Of course, Sox fans have been merciless with other steroid users in the past, particularly those who played for the Yankees. And some might wonder if the Red Sox’s ’04 and ’07 titles are tainted by the appearances of both Ramirez and David Ortiz on a 2003 list of alleged drug users.

Yet, inevitably for most fans, bitter memories fade and warm memories remain.

Some of Ramirez’s former Red Sox teammates and bosses – privately – hold a more cynical view. Reporters, chronicling the past, recount each and every one of Ramirez’s transgressions.

But fans are fans. Most don’t want to hear the negative. Most don’t want to hate.

Ramirez was the MVP of the 2004 World Series, helping deliver the Red Sox’s first championship in 86 years.

He was part of the greatest comeback in baseball history, helping the Red Sox rally from a three-games-to-none hole to defeat the Yankees in the ‘04 American League Championship Series.

Of course, when the Sox trailed the Indians three games to one in the ’07 ALCS, Ramirez said memorably, “It doesn’t happen, so who cares? There’s always next year. It’s not like it’s the end of the world.”

That was – and is – Manny, all happy-go-lucky, almost childish in his world view, at times downright immature. The scrutiny of Red Sox Nation was bound to make him uncomfortable. But his former agent, Jeff Moorad, steered him to Boston on an eight-year, $160 million free-agent contract, and Ramirez sure didn’t turn down the cash.

For all his faults, Ramirez is a hellacious worker, respected by his teammates for his intense preparation as well as his immense hitting skill. He started hot this season, missed time with a right calf strain and now is hot again in June.

His power is not what it was, perhaps because he is 38, perhaps because of the absence of performance-enhancing drugs, if indeed he was a regular user. Ramirez remains a presence, though. Fenway no doubt will stir this weekend for every one of his at-bats.

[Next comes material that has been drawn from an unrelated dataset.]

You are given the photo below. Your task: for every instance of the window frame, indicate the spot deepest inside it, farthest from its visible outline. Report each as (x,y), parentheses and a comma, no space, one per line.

There is no getting around it; his Red Sox career did not end well. He had a dugout scrap with Kevin Youkilis, the shoving incident with McCormick, the phantom knee injury that “forced” him out of the lineup against the Yankees.

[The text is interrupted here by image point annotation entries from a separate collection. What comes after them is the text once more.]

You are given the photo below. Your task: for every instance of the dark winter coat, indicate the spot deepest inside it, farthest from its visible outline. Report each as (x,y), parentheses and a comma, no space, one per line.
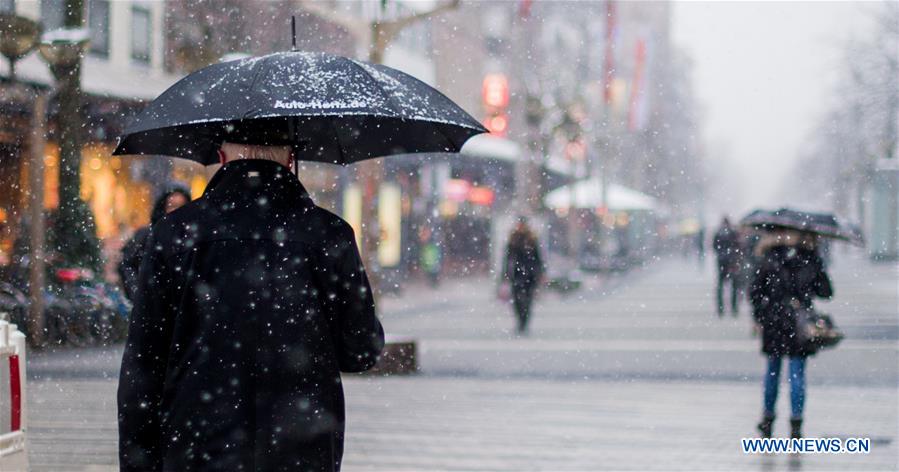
(133,251)
(250,302)
(523,264)
(787,278)
(727,248)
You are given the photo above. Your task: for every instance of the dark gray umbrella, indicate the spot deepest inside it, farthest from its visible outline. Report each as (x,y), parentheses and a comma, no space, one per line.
(331,108)
(823,224)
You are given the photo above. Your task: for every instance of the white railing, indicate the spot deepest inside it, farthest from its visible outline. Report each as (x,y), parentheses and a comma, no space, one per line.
(13,456)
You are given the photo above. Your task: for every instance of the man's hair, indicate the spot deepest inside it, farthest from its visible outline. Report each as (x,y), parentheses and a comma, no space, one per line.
(235,151)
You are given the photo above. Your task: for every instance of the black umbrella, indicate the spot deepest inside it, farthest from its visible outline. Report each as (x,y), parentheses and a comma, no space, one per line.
(823,224)
(330,108)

The tension was almost unbearable during his final weekend in Boston, just before his trade to the Dodgers; Francona, in particular, was at wit’s end. Luckily for the Red Sox, general manager Theo Epstein acquired a strong replacement, Jason Bay, and the team reached the postseason each of the next two years. Otherwise, the fans might be truly angry.

Or maybe they truly are angry, angrier than I anticipate.

Bitter memories vs. warm memories, all weekend at Fenway Park.